Se às vezes faz sentido se guiar pela cara dos fenômenos, esse primeiro canto acaba aqui. Não pega pesado com quem tá só começando a testar a lira dele: o som que ela solta é estranho pra caramba! Mas, se você quiser ser justo, vai sacar que já tem uma marca forte, mesmo com os defeitos. Eu, vou voltar pro trampo, pra botar pra fora um segundo canto, num tempo que não demore muito. O fim do século dezenove vai ter seu poeta (mas, no comecinho, ele não tem que começar com uma obra-prima, tem que seguir a lei da natureza); ele nasceu nas margens americanas, na foz do Prata, onde dois povos, que antes eram rivais, tão agora correndo atrás de se superar no progresso material e moral.

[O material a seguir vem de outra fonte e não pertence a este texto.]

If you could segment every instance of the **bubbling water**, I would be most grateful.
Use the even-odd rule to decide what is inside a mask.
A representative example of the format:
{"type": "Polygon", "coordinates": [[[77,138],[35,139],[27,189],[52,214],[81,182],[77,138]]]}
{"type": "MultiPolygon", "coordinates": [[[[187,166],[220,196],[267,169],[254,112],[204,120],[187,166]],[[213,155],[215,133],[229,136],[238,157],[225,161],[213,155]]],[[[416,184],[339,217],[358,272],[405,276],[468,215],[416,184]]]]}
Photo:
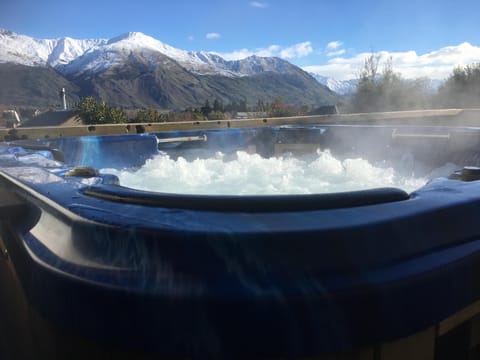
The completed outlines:
{"type": "MultiPolygon", "coordinates": [[[[208,159],[187,161],[161,154],[136,171],[103,169],[119,177],[120,184],[138,190],[208,195],[314,194],[376,187],[397,187],[407,192],[423,186],[431,176],[401,175],[386,163],[373,165],[362,158],[337,159],[318,150],[303,157],[263,158],[238,151],[208,159]]],[[[454,167],[437,169],[448,174],[454,167]]],[[[403,171],[402,174],[405,172],[403,171]]]]}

Buenos Aires, a rainha do Sul, e Montevidéu, a charmosa, esticam uma mão amiga por cima das águas prateadas do estuáriozão. Mas a guerra eterna fincou seu império destruidor nas campanhas e colhe, toda feliz, um monte de vítimas. Tchau, véio, e pensa em mim, se você me leu. Você, jovem, não fica na bad; porque você tem um amigo no vampiro, mesmo achando que não. Contando com o ácaro sarcoptes que dá sarna, você vai ter dois amigos!